We had assigned seats in 2nd Class which were quite comfortable. The train did move right along, but I was disappointed not to see a speed indication as we traveled. It was probably about 180 mph.
In Metz, our city guide, Claudia, told us that Metz was inhabited as early as 1000 BC, and had been a Celtic trading post. In the 19th century, it was built up on the basis of coal, iron, and steel, under the influence of Wilhelm II who was a key figure in starting World War I. We were in the Alsace-Lorraine area, the site of many wars, which have occurred every 40 years on average. Claudia was enthusiastic about the cultural opportunities of Metz. They have Opera, Drama, Ballet and the Musée Pompidou Metz, a modern art museum modeled after the Musée Pompidou Paris.
On the way to Luxembourg from Metz, we stopped at the Luxembourg Cemetery for US war dead. Most other nations bury their soldiers near where they fell, but it was felt that America would not accept the idea of burials in German soil, so the cemeteries for US soldiers killed in WW II are in other countries, such as Luxembourg, Belgium, and the Netherlands. This cemetery was simple and elegant. One of the other bus guides gave a very personal
account of the Normandy invasion and the Battle of the Bulge, which occurred nearby. He told us that Allied forces arrived at the Maginot line and found the pillboxes empty. They could have advanced unopposed. However, Eisenhower ordered a delay until Allied forces could be strengthened, by which time the pillboxes were manned, a costly decision.
We continued on to Luxembourg and arrived at the boat around 5:00 PM with a reception scheduled for 6:30, followed by dinner. We were introduced to the staff, and received a detailed explanation of procedures and rules. It was humorous, but very long, a number of nodding heads could be observed, including mine.
After dinner Teresa and I went out for a stroll on the deck and found that were about to go through our first of 17 locks. This one was a drop of 3 meters, not that much.

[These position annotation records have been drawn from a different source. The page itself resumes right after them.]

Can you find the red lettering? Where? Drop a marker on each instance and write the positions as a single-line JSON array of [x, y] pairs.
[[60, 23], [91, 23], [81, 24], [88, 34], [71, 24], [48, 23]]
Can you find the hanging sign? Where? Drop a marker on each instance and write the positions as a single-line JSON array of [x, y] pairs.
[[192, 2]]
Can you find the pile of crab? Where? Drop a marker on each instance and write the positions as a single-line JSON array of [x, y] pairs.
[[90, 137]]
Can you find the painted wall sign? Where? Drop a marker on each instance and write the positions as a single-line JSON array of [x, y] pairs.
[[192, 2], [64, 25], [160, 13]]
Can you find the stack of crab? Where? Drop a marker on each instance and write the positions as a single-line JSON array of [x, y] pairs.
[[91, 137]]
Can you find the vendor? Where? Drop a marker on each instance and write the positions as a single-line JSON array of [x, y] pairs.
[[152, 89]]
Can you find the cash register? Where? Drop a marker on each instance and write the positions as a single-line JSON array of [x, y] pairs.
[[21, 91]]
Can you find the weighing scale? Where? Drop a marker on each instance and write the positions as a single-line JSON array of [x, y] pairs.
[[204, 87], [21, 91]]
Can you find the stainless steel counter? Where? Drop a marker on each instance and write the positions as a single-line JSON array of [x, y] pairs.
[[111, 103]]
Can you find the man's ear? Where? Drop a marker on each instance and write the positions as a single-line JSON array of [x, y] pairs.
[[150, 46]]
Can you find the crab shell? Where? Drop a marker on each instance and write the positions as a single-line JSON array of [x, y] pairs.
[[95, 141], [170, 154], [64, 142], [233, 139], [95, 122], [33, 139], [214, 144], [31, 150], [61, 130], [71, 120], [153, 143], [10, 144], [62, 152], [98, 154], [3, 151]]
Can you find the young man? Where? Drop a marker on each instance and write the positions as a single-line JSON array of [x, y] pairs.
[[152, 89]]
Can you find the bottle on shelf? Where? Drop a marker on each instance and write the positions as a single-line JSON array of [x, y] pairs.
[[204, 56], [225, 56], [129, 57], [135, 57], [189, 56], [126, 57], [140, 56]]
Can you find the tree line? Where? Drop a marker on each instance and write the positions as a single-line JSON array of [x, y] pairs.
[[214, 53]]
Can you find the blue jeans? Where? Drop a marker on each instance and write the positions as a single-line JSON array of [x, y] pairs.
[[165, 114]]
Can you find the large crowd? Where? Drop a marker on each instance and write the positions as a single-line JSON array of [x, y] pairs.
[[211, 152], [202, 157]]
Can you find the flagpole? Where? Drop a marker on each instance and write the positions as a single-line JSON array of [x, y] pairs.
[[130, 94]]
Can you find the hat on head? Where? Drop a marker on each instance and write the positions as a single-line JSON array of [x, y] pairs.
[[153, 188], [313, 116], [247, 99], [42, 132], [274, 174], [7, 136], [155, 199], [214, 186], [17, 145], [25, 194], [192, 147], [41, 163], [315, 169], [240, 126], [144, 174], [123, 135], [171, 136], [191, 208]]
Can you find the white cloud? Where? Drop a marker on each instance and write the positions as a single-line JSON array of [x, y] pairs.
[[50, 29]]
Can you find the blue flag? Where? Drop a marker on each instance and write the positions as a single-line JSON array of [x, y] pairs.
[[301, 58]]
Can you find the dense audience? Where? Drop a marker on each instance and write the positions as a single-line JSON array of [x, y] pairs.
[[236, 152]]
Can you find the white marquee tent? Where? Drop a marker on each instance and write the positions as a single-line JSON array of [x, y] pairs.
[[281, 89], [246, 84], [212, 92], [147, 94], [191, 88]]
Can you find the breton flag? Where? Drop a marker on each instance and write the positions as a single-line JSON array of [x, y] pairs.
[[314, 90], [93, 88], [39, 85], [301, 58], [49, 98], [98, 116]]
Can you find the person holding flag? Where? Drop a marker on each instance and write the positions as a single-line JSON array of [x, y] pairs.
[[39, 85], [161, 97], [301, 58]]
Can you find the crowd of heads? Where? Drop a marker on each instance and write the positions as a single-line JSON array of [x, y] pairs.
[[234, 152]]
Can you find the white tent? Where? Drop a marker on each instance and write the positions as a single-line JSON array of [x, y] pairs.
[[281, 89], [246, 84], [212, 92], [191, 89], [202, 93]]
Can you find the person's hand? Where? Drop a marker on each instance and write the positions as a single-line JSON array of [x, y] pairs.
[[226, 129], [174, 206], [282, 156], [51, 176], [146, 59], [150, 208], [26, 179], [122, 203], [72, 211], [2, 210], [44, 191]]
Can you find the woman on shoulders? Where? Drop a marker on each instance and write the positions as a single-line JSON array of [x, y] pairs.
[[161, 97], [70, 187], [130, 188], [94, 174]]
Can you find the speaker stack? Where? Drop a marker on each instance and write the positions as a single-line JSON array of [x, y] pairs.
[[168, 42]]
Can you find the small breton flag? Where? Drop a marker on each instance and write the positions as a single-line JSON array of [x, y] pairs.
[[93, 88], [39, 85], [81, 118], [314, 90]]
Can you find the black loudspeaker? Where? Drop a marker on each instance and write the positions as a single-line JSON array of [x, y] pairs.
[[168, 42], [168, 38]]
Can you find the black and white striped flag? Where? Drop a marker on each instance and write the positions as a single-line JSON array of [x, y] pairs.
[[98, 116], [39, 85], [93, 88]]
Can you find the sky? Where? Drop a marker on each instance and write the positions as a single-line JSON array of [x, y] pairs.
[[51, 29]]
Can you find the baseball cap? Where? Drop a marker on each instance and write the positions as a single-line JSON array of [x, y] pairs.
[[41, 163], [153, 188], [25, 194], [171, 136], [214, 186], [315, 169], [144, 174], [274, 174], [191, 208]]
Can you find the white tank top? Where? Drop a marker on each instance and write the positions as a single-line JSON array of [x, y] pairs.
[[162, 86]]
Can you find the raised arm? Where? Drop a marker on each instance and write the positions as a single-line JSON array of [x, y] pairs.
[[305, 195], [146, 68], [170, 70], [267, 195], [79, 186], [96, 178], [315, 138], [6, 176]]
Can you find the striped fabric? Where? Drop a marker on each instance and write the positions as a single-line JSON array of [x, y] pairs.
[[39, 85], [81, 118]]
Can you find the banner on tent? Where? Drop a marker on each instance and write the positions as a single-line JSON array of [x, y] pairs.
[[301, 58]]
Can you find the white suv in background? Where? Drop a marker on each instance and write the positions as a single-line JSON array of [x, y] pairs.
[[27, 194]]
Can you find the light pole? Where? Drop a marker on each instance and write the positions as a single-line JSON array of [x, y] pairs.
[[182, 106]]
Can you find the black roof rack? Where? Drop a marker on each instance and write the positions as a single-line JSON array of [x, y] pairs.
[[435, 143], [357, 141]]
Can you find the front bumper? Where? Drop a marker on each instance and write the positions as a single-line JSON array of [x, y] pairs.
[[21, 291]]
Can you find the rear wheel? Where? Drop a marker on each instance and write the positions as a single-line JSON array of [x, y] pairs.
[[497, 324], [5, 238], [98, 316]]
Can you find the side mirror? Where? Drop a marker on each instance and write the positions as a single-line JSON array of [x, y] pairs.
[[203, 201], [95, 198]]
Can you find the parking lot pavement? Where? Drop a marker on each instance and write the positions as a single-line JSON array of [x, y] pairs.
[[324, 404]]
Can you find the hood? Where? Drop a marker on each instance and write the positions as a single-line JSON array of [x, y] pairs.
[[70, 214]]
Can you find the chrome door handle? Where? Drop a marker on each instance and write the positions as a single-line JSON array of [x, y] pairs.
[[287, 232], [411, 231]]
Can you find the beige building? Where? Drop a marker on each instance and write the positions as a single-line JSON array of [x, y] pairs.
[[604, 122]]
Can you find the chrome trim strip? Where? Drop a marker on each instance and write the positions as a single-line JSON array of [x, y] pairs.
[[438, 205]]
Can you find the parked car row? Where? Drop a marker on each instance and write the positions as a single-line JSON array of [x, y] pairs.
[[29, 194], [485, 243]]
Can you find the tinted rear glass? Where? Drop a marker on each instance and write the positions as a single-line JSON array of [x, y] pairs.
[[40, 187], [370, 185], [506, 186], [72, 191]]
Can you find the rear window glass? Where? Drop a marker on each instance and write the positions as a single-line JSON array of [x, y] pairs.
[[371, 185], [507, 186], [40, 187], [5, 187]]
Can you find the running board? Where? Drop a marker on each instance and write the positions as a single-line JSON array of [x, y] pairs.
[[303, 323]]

That evening, Teresa locked the deadbolt, and then found that she could not unlock it. It took two staff people, one with a special key, to open the door. They explained that, incredible as it may sound, if you double lock the deadbolt from the inside, it cannot be opened from the inside. “That’s not safe!” I said, “What if there is an emergency”? He explained that they will quickly come around and make sure every door can be opened. There’s more to this story. Only I don’t know what it is.